I am inclined to agree with Wolfgang on this in general. However, it can sometimes happen that senior scholars don’t fully appreciate the career stage of being a junior scholar. Here, it may make sense for you to try for the best journal you can and risk getting rejected as not a good fit. I think there is a distinction between getting rejected for fit and quality. It is not clear if this is being fully considered.

You might try negotiating in one of two ways: you could propose that you spend a week working toward the deadline and see if you get far enough that he agrees you will be able to produce a quality manuscript. And/or you could propose sending it to some third party for a “friendly review” and recommendation on which of the journals to try for.

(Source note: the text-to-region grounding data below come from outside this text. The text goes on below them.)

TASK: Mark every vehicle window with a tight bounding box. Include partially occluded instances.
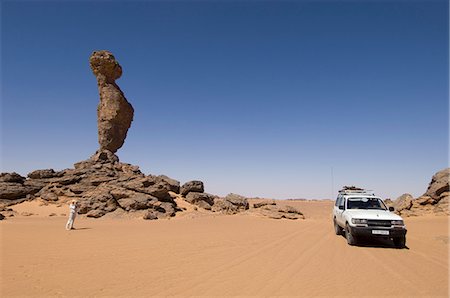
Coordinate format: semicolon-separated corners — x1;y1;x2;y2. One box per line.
335;196;340;206
347;198;386;210
338;197;344;208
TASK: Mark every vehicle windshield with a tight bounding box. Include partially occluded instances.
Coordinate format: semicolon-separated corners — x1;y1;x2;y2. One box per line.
347;197;387;210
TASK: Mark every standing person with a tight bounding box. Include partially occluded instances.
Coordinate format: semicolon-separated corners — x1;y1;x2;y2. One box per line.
65;200;78;230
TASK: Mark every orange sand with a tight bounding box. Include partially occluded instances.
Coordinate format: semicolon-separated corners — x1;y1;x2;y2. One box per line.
1;200;448;297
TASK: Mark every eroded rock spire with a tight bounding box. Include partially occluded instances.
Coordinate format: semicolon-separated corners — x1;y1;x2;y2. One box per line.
89;50;134;153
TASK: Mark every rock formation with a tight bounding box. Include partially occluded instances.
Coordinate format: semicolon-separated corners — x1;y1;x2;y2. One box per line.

Basically, I would recommend you get to work (rather than make accusations) and the “winner” of this argument will become self-revealing.

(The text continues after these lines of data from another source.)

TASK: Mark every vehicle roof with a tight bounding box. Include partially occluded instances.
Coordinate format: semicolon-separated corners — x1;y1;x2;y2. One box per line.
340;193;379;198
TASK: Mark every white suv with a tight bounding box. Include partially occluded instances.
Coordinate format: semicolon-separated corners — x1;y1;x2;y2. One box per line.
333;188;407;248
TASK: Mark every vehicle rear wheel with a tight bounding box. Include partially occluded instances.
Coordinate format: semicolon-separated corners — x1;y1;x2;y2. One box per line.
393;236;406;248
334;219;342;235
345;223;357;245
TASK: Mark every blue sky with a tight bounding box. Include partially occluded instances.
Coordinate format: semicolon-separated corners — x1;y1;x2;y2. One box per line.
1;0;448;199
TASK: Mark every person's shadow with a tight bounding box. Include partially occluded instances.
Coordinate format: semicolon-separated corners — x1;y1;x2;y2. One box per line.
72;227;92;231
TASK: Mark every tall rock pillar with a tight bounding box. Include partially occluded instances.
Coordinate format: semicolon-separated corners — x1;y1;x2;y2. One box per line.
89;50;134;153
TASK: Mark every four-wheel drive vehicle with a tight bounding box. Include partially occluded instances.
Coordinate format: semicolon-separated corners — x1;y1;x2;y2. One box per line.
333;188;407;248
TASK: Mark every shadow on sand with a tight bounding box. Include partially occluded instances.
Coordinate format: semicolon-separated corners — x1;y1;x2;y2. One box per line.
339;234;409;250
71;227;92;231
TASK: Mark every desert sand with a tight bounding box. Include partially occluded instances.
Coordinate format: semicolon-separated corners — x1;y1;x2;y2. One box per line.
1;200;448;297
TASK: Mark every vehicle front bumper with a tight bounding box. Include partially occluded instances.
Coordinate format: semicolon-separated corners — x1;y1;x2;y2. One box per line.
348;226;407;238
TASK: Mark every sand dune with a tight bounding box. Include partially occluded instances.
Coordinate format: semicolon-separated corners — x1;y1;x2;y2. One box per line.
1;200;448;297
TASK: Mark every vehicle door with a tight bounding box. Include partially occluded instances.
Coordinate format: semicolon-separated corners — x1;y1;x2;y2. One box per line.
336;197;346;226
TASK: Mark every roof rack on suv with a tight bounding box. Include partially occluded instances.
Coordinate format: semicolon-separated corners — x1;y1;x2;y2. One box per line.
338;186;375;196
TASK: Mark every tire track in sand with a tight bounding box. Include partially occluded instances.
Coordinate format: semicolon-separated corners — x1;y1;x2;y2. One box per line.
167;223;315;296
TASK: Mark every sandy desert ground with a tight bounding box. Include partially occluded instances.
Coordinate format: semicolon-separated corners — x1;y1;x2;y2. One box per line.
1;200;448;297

I see no reason to think that anything unethical is happening here. I'm not saying you are definately wrong, these things do happen, but I see no reason to think this is the likely explaination. Unless you have other evidence, i'd be very careful about saying anything to anyone else about these accusations, as you risk turning what is now a slightly irritable difference of opinions into a major breakdown of your relationship with an importnant source of support.

I agree with others. If this journal really is a "top" journal, there is no way you can write a paper in 3 weeks. I say it takes at least 3 months to pull a paper together for a glam journal.

For the fit, I guess it would be possible to do a pre-submission enquirey as to fit. Paritcularly if you already have some professional connection to the editor in charge.

Re-review is a real problem. You don't want to just chuck something in on the off-chance as at best you are burning the people best qualified to judge the work as potential reviewers.